Business context matters too. A managed NAT gateway may look expensive next to an EC2 instance, but a few hours of engineer time each month can erase the savings. On the other hand, if you’re processing many terabytes through NAT every month, doing nothing is often the most expensive option available.
The best decisions come from pairing network architecture with FinOps discipline. Price the steady state, price the likely growth path, and price the operational work. When you do that, AWS NAT Gateway costs stop looking mysterious and start looking manageable.
Conclusion
A NAT gateway is not overpriced by definition. It is expensive when it becomes the default path for traffic that had better options.

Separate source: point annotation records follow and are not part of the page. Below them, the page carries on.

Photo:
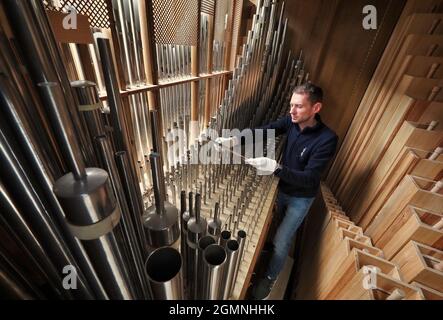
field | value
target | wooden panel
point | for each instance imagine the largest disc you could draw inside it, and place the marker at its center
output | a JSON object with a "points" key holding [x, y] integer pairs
{"points": [[429, 293], [351, 266], [418, 227], [82, 34], [336, 47], [411, 191], [354, 289]]}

The durable pattern in 2026 is clear: keep NAT where you need managed outbound internet access, keep it local to each AZ, and move AWS-service traffic off it as fast as practical. Teams that do that usually cut cost without adding fragile network complexity.
If your current egress bill feels high, start with traffic classification. The biggest savings usually appear there, not in the gateway itself.